Linux is a registered trademark of Linus Torvalds.
Other company, product, and service names may be trademarks or service marks of others.
Quick Quiz 1: Why not implement the expedited APIs in terms of callbacks as well?
Answer: Suppose that an expedited API is called just after a grace period has started. If normal callbacks were to be used, it would be necessary to wait for the remainder of the just-started grace period and then to wait for a grace period after that.

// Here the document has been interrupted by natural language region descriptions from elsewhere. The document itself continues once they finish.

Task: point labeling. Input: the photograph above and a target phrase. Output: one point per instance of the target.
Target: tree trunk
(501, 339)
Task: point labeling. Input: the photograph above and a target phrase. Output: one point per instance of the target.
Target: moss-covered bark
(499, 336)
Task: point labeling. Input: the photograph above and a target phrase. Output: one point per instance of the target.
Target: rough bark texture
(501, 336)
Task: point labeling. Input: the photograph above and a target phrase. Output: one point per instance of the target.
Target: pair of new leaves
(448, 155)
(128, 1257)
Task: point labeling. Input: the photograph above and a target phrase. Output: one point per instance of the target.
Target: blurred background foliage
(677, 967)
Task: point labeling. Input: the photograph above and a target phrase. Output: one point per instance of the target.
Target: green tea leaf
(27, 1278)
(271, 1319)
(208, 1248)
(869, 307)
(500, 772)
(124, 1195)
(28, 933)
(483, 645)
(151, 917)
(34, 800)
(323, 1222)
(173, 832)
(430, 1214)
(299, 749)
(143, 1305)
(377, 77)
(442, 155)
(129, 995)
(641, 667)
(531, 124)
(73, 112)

This is not what we mean by “expedited”. By handling expedited requests separately, we can avoid waiting for such additional partial grace periods.
Quick Quiz 2:
But wait_rcu_gp()
is also used by
CONFIG_TINY_RCU
and CONFIG_TINY_PREEMPT_RCU
,
but not for things like synchronize_rcu()
.
What gives?
Answer: This function is used by TINY_RCU for the barrier primitives. Same code, different environment, different use case. Some times you get lucky!
Quick Quiz 3:
What if the CPU is executing within an RCU read-side critical section
when it invokes rcu_blocking_is_gp()
?
Answer: That would be illegal. The synchronous grace-period primitives may only be invoked from outside of an RCU read-side critical section.
Quick Quiz 4:
Why not make a single kfree_rcu()
function that
does the work of both kfree_rcu()
and
__kfree_rcu()
?
Answer:
The separate kfree_rcu()
macro is required because the
C language does not permit struct fields to be passed to functions.
It is possible to combine them, but only as a big ugly macro.
By comparison, the current two-line macro and static inline function
seem preferable.
Quick Quiz 5: Why is any grace period for RCU-sched also a grace period for RCU-bh?
Answer: Because RCU-sched's quiescent states are a subset of those for RCU-bh. Therefore, any set of quiescent states satisfying RCU-sched must by definition also satisfy RCU-bh.